Birds are not the first major wildlife problem Ivanpah has faced.

In addition to invading avian airspace, the plant took over about 3,500 acres of native desert scrubland with a resident population of federally threatened desert tortoise.

Developers spent $22 million to care for tortoises, moving several dozen from the construction site and building a "head start" nursery where juvenile tortoises and hatchlings are reared until big enough to resist predation from kit foxes, ravens or coyotes.

The company plans to spend $34 million more to meet federal and state mitigation obligations.

"BrightSource was a very good partner for making that work for desert tortoise," said FWS Director Dan Ashe.

Bird mortality will be an ongoing challenge, he said.

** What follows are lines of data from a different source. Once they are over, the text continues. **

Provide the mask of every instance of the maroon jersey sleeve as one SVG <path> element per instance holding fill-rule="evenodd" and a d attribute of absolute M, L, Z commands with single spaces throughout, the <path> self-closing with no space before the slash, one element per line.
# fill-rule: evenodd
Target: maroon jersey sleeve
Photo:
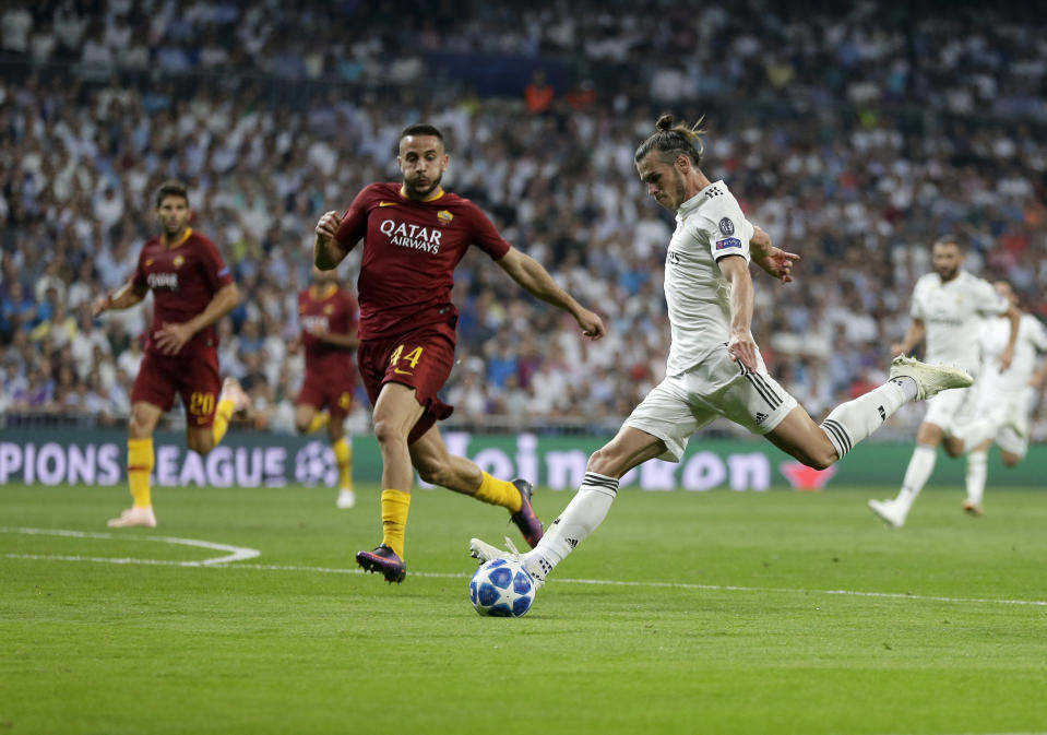
<path fill-rule="evenodd" d="M 495 223 L 484 214 L 480 208 L 472 202 L 469 203 L 468 212 L 473 224 L 473 245 L 490 256 L 491 260 L 501 260 L 504 258 L 505 253 L 509 252 L 509 248 L 512 246 L 498 234 Z"/>
<path fill-rule="evenodd" d="M 373 199 L 374 185 L 372 183 L 360 190 L 342 216 L 342 224 L 338 225 L 338 232 L 334 235 L 334 241 L 346 252 L 355 248 L 367 233 L 367 210 Z"/>
<path fill-rule="evenodd" d="M 218 252 L 214 242 L 202 235 L 198 241 L 200 244 L 200 263 L 204 282 L 212 293 L 216 293 L 233 283 L 233 273 L 229 272 L 229 266 L 222 260 L 222 253 Z"/>
<path fill-rule="evenodd" d="M 134 275 L 131 276 L 131 285 L 135 288 L 148 288 L 148 274 L 145 272 L 145 251 L 148 250 L 150 244 L 146 242 L 142 246 L 142 249 L 139 250 L 139 262 L 134 266 Z"/>

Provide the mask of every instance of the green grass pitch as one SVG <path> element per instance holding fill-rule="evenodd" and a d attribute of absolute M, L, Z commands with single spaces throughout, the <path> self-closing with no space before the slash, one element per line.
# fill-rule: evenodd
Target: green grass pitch
<path fill-rule="evenodd" d="M 0 733 L 1047 731 L 1047 494 L 931 489 L 902 531 L 883 495 L 623 490 L 507 620 L 466 548 L 519 537 L 451 493 L 415 493 L 390 586 L 353 561 L 373 487 L 158 488 L 157 529 L 109 531 L 122 488 L 3 486 Z"/>

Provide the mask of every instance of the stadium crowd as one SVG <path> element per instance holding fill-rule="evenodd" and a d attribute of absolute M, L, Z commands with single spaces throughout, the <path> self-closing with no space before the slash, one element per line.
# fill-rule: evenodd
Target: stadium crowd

"Are we concerned? Um, yes," Ashe said during a Western Governors’ Association winter meeting last month in Las Vegas. "Except … are birds killed at that facility? They are, clearly. Are birds killed by running into this building? They are, and every building. I’ve had birds run into the glass window of my house. Everybody has. Every time we put a facility on the landscape, it’s going to take birds. The question is, is it going to have a population-level impact? We need to figure that out."

‘Prosecutorial discretion’

Legal experts do not expect bird deaths to thwart solar development, even as the Justice Department cracks down on wind farms that kill significant numbers of birds and extracts major penalties under the Migratory Bird Treaty Act.

"Enforcement of the Migratory Bird Treaty Act and Bald and Golden Eagle Protection Act essentially boils down to prosecutorial discretion," said Andrew Bell, an energy attorney for Marten Law in San Francisco. "Prosecutorial discretion is in turn founded largely on a demonstration of good-faith efforts by companies to address phenomena like avian impacts."

Solar developers typically meet that burden by agreeing to mitigation and bird and bat conservation strategies as a condition of federal permits, Bell said.

Solar farms, particularly future power towers, may need to do more if they want to maintain their green credentials.

George, of Audubon California, said he’s reserving judgment on Ivanpah until more studies are completed.

"Right now, we’re cautious and not willing to support the permitting of another power tower," he said.

George visited the Ivanpah plant last fall and said the operator had roughly two dozen biologists that day fanning the property looking for dead birds with the help of scent dogs. Through binoculars, he saw plenty of streamers in the sky, though he said it was not clear whether any of them were birds.

"It was a great mystery," he said. "It wasn’t the nightmare Wes Craven movie I had in my mind."